January can often be an active month in the secondary market for catastrophe bonds and this year was no different, with a significant amount of trade completed as ILS fund managers and investors sought to rebalance their portfolios after the renewals.
With ILS funds now so heavily engaged in the reinsurance renewal cycle, the catastrophe bond secondary market can provide a valuable source of diversification and an opportunity to adjust portfolio concentrations after the collateralised reinsurance contracts have been signed at 1/1.
That typically aids liquidity at this time of year but it doesn’t always equal a balanced market, in terms of buyers and sellers, which can result in greater pricing pressure as investors and ILS fund managers seek to sell for diversification sake.
But in January 2016 the secondary market was seen to exhibit greater equilibrium, in terms of buyers and sellers, which helped to alleviate price pressure and resulted in a more balanced month of supply and demand, with each side being met much of the time.
“Active start to the year for the Secondary Catastrophe Markets. Flows were strong from the start of January in both long and short duration credits. In a very positive sign for the market there was a healthy mix of buyers and sellers stabilizing prices unlike some past months where it seems we are only going in one direction,” explained Craig Bonder, Managing Director at AK Capital.
Zurich, Switzerland based catastrophe bond and ILS fund manager Plenum Investments concurred, saying; “In the previous months, sellers of CAT bonds were in a majority. In January, the ratio of buyers and sellers was more in equilibrium and there was a lively secondary market with a balanced mix of bids and offers across a range of CAT bonds.”
Plenum also noted the “stabilising effect” that the greater balance in supply and demand resulted in, providing enough liquidity to help investors and ILS managers to achieve their portfolio rebalancing goals.

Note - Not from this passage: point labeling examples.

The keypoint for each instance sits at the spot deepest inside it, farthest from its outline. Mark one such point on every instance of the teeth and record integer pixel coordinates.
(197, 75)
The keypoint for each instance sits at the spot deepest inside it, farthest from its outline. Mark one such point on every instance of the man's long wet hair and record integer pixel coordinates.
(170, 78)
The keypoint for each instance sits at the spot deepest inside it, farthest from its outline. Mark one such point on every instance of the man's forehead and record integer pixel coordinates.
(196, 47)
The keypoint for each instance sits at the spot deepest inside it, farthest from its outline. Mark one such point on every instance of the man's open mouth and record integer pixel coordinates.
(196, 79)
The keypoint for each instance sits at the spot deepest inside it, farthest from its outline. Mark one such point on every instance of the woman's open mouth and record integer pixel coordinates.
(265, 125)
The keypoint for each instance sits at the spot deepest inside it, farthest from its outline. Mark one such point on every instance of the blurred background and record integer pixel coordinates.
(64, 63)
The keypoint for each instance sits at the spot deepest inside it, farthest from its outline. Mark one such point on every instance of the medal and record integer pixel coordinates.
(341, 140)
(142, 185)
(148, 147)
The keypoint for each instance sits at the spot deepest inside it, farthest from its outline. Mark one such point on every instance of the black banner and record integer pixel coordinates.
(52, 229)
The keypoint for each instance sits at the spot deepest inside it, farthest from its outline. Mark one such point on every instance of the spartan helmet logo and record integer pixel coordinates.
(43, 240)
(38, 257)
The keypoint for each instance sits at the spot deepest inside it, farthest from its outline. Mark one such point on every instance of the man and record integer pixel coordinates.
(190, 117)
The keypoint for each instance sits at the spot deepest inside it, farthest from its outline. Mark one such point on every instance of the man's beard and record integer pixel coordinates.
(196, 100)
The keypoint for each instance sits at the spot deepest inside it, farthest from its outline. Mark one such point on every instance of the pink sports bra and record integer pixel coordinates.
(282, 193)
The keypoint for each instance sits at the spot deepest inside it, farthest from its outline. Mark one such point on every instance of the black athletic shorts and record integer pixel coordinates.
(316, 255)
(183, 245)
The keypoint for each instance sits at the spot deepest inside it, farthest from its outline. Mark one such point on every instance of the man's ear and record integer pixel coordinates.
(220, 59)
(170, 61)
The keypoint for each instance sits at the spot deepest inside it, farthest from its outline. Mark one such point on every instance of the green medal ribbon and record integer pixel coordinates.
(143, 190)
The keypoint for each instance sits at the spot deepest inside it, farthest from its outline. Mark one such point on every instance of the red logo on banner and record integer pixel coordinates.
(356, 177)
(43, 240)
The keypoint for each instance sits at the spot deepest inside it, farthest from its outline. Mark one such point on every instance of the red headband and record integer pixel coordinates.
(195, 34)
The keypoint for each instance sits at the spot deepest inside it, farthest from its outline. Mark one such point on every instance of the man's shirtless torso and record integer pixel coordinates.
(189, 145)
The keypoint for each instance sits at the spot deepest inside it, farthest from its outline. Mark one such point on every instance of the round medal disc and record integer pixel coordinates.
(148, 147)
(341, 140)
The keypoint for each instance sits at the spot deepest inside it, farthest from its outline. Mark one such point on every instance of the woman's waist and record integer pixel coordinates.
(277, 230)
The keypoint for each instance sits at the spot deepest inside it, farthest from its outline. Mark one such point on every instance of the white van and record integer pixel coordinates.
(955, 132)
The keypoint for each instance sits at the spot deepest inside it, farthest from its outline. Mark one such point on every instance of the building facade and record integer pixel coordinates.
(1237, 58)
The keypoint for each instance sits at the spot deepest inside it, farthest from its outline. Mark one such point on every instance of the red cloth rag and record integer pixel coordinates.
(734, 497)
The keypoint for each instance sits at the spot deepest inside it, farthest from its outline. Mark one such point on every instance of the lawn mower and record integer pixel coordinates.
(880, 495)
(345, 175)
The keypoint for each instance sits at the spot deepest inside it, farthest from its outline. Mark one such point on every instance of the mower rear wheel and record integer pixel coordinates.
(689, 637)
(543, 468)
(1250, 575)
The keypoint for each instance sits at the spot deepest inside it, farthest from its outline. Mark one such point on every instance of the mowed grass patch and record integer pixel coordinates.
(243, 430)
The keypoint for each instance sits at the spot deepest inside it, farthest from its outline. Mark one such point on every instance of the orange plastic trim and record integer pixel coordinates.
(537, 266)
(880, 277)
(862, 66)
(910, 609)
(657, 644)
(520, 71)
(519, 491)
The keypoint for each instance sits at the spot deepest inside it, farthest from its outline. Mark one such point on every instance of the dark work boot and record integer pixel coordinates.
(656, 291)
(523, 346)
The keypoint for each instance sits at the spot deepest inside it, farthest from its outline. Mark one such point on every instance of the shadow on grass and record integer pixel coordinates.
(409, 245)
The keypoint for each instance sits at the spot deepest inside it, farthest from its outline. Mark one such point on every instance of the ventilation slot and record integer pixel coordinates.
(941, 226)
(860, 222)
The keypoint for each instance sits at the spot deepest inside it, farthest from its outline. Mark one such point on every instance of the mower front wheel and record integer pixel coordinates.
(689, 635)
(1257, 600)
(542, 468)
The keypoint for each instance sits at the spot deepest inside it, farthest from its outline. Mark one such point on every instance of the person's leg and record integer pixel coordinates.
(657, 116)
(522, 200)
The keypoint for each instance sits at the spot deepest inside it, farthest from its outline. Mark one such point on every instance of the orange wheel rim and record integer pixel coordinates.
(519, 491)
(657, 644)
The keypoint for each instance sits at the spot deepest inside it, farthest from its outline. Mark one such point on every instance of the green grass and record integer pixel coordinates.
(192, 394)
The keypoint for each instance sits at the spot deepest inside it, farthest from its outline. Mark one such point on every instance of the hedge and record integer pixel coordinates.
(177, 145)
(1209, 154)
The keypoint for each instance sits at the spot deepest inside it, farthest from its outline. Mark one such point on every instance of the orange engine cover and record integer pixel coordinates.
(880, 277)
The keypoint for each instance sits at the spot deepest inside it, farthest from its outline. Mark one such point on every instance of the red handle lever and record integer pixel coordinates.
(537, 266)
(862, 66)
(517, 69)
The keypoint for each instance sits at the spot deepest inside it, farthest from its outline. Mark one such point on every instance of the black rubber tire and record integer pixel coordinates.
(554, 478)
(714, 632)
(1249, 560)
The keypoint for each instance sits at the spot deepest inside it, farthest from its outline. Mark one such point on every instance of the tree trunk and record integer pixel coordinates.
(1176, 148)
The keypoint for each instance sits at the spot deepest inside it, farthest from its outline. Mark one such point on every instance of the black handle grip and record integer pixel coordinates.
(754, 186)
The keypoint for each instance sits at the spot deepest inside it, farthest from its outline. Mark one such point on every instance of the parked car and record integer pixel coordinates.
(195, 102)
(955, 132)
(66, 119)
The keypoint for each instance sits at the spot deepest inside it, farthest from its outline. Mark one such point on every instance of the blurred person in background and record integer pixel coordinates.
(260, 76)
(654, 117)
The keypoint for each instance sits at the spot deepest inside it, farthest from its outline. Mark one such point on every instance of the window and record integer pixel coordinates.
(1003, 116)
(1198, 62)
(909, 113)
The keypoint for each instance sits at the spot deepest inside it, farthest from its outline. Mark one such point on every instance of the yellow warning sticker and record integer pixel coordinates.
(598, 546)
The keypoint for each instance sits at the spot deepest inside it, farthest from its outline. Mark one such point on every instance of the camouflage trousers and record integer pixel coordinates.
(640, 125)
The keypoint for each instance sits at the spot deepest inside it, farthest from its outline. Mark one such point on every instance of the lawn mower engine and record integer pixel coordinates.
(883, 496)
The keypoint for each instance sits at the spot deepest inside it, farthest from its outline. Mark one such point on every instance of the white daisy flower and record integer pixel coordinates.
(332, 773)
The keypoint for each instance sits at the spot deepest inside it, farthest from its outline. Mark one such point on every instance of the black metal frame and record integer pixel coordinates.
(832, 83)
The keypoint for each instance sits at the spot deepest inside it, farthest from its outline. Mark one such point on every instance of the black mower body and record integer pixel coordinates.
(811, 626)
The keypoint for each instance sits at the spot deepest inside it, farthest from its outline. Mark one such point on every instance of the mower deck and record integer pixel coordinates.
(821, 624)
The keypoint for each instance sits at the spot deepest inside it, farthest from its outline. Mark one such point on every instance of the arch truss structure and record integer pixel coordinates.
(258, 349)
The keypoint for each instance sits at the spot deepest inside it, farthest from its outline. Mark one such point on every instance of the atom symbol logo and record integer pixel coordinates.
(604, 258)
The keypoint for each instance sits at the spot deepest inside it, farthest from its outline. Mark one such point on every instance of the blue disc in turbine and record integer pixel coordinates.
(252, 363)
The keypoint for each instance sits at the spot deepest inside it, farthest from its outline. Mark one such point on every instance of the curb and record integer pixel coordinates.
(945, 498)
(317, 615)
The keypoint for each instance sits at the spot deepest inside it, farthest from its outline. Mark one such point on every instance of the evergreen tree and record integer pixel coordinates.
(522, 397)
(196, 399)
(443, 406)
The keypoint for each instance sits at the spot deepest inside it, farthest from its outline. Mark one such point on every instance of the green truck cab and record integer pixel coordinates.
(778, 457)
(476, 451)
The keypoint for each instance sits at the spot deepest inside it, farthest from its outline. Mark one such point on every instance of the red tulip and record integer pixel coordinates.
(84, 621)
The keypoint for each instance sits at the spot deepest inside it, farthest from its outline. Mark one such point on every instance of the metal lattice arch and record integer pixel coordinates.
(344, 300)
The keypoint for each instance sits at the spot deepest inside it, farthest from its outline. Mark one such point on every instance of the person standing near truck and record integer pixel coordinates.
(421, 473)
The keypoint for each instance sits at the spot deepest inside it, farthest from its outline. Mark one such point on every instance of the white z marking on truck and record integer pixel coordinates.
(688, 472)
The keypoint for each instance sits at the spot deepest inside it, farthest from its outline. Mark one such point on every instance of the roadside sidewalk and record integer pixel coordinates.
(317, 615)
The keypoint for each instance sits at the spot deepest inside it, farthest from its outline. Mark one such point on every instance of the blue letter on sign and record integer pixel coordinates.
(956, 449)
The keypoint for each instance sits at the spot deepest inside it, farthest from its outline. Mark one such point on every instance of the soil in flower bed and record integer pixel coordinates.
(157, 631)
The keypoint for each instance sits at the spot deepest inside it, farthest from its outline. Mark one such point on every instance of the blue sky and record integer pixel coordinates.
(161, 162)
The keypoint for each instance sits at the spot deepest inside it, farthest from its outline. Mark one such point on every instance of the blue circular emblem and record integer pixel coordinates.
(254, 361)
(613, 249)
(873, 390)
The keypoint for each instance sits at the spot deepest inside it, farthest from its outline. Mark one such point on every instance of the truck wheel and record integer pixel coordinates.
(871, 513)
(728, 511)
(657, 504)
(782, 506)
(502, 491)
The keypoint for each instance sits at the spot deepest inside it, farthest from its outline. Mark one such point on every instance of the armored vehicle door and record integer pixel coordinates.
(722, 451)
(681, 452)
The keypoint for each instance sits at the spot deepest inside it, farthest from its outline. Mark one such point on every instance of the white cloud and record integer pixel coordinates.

Bonder echoed this, saying that the equilibrium seen in the secondary cat bond market in January; “Provided ample liquidity for all market participants to rebalance portfolios and or raise cash.”
ILS funds were largely treated to a positive monthly return from their catastrophe bond portfolios in January 2016 as a result of the greater pricing equilibrium. However with the peak of the European windstorm season now passed, there is an expectation that the seasonal returns from that peril will slow and could affect the return potential of cat bonds for a few months.